Diamonds may be forever, but if you want your marriage to be remotely durable, you would do well to keep them out of the equation. That, at least, is the conclusion arrived at by the US economists Andrew Francis and Hugo Mialon in their recent paper ‘A diamond is forever and other fairy tales’.

A big hit on the Social Science Research Network, it uses data from a survey of more than 3,000 US adults to evaluate the association between wedding spending and marriage duration.

The paper appears to show that the more a couple spends on their big day, the worse their outcome – so why might that be? Our theory has its basis in value investing.

We would suggest there is at least a possibility that when people spend large amounts on their wedding day, they may be focusing on more than the fundamental point of wanting to spend the rest of their life with their partner. Be it a great party, a stunning dress or a flock of white doves, it may be that people are buying something other than marriage.

Where this relates to investing is in the theory of ‘Something other than marriage’. Among the myriad of equity fund options facing the modern investor are the themed portfolios that target businesses with big global brands, enjoy high returns on invested capital, possess great technologies or operate in particular industries.

In every one of these circumstances, we believe the portfolios and their managers are looking for the wrong thing. Rather than setting out to own shares in good businesses, which is at best a means to an end, they should be looking for the end itself – in other words an outcome, such as to outperform a benchmark index or to generate a decent return on the capital they themselves have invested.
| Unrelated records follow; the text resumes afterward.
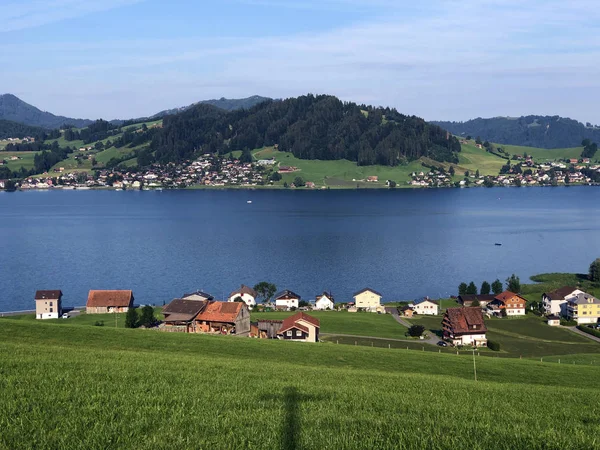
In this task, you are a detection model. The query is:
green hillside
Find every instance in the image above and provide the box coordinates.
[0,319,600,449]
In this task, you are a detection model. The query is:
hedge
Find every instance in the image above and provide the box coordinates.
[577,325,600,338]
[488,341,500,352]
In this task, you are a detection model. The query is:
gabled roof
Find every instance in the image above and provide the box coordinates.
[279,311,321,333]
[35,290,62,300]
[229,284,258,298]
[352,288,383,297]
[181,291,214,301]
[546,286,577,300]
[86,290,133,308]
[275,289,301,300]
[445,306,487,333]
[196,301,247,323]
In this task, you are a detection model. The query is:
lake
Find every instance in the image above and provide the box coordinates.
[0,187,600,311]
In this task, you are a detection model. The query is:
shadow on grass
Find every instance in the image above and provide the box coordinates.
[261,386,329,450]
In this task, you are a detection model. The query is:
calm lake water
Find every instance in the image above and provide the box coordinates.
[0,187,600,311]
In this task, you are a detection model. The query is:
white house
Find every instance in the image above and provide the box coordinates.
[542,286,583,316]
[228,284,258,309]
[314,291,335,311]
[275,289,301,311]
[409,298,438,316]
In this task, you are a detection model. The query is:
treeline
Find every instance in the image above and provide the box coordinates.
[433,116,600,148]
[151,95,460,166]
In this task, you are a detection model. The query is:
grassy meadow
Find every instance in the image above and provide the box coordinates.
[0,319,600,449]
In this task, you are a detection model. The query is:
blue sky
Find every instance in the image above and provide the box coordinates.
[0,0,600,124]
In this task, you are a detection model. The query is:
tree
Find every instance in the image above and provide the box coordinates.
[467,281,477,295]
[125,308,137,328]
[492,278,502,295]
[140,305,156,328]
[506,273,521,294]
[254,281,277,303]
[479,281,491,295]
[590,258,600,283]
[408,325,425,337]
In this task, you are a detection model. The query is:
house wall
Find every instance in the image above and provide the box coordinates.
[354,291,381,311]
[35,299,62,319]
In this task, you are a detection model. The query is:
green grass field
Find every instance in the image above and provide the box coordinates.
[252,311,406,339]
[0,319,600,449]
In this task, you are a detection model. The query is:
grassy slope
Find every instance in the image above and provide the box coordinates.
[252,311,406,339]
[0,320,600,449]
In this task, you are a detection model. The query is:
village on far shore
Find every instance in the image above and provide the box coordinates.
[35,282,600,348]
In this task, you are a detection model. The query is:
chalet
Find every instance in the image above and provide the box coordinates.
[35,290,62,319]
[353,288,385,312]
[229,284,258,309]
[487,291,527,316]
[410,298,438,316]
[277,312,321,342]
[163,299,250,336]
[275,289,301,311]
[442,306,487,347]
[458,294,495,308]
[85,290,134,314]
[181,291,214,301]
[542,286,583,316]
[314,291,335,310]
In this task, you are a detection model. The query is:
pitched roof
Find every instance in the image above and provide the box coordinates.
[546,286,577,300]
[229,284,258,298]
[86,290,133,307]
[35,290,62,300]
[279,311,321,333]
[352,288,383,297]
[196,301,246,323]
[445,306,487,333]
[275,289,301,300]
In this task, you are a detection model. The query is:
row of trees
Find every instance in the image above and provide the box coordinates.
[458,273,521,295]
[152,95,460,166]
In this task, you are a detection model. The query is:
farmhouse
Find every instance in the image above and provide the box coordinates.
[229,284,258,309]
[85,290,134,314]
[354,288,385,312]
[410,298,438,316]
[567,292,600,325]
[163,299,250,336]
[542,286,584,317]
[35,290,62,319]
[277,312,321,342]
[275,289,301,311]
[442,306,487,347]
[314,291,335,310]
[458,294,494,308]
[487,291,527,316]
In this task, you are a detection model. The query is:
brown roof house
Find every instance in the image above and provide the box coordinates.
[277,312,321,342]
[163,299,250,336]
[35,290,62,319]
[85,290,134,314]
[442,306,487,347]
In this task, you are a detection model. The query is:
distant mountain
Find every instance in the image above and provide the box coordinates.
[431,116,600,148]
[0,94,93,129]
[151,95,271,118]
[0,119,46,139]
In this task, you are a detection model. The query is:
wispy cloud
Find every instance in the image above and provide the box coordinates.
[0,0,143,32]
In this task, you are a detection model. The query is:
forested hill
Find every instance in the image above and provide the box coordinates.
[0,119,45,139]
[0,94,93,129]
[432,116,600,148]
[151,95,271,118]
[151,95,460,166]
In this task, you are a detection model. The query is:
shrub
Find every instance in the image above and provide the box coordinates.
[408,325,425,337]
[577,325,600,338]
[488,341,500,352]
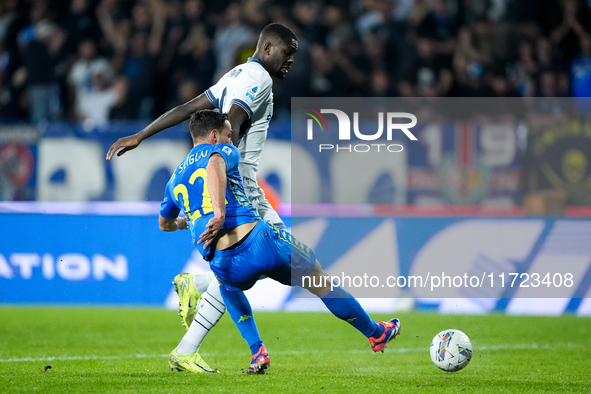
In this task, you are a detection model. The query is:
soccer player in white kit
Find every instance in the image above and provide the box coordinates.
[107,23,298,372]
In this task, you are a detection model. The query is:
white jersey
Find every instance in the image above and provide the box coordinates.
[205,57,273,182]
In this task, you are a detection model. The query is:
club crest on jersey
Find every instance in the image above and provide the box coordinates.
[246,86,259,100]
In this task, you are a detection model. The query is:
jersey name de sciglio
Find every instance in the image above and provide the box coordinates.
[160,144,260,260]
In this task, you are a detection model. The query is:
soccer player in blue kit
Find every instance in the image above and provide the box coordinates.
[159,111,400,374]
[107,23,298,372]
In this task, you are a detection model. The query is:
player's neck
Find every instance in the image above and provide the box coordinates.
[248,53,271,75]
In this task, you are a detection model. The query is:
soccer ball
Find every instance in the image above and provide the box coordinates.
[431,329,472,372]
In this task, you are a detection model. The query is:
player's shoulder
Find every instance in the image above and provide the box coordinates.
[211,144,240,157]
[238,61,273,86]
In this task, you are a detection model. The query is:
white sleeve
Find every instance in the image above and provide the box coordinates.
[205,79,222,110]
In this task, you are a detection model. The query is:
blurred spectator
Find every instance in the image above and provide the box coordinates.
[57,0,101,54]
[167,79,204,110]
[19,21,65,123]
[410,38,454,97]
[293,0,326,43]
[68,39,114,117]
[213,2,255,80]
[76,70,127,126]
[570,35,591,97]
[369,70,394,97]
[175,23,216,90]
[0,0,591,121]
[551,0,591,64]
[0,0,16,41]
[122,31,156,119]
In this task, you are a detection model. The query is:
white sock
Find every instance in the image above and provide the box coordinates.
[177,280,226,354]
[193,271,215,294]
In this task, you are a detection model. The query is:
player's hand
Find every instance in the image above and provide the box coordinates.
[176,216,189,230]
[107,134,142,160]
[197,216,225,249]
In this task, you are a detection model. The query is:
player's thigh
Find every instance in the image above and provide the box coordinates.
[209,225,275,290]
[242,177,287,230]
[267,225,316,286]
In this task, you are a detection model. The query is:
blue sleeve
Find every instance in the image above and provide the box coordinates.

What these investors are implicitly saying is, if you own a business that has big global brands or whatever, then its shares will do very well – but there is not necessarily a causal relationship between those two statements. Far more important is to focus on the right outcome – essentially the generation of superior returns – and a century of history suggests identifying mispriced securities is an effective way of doing this. Whether you then live happily ever after will continue to be up to you.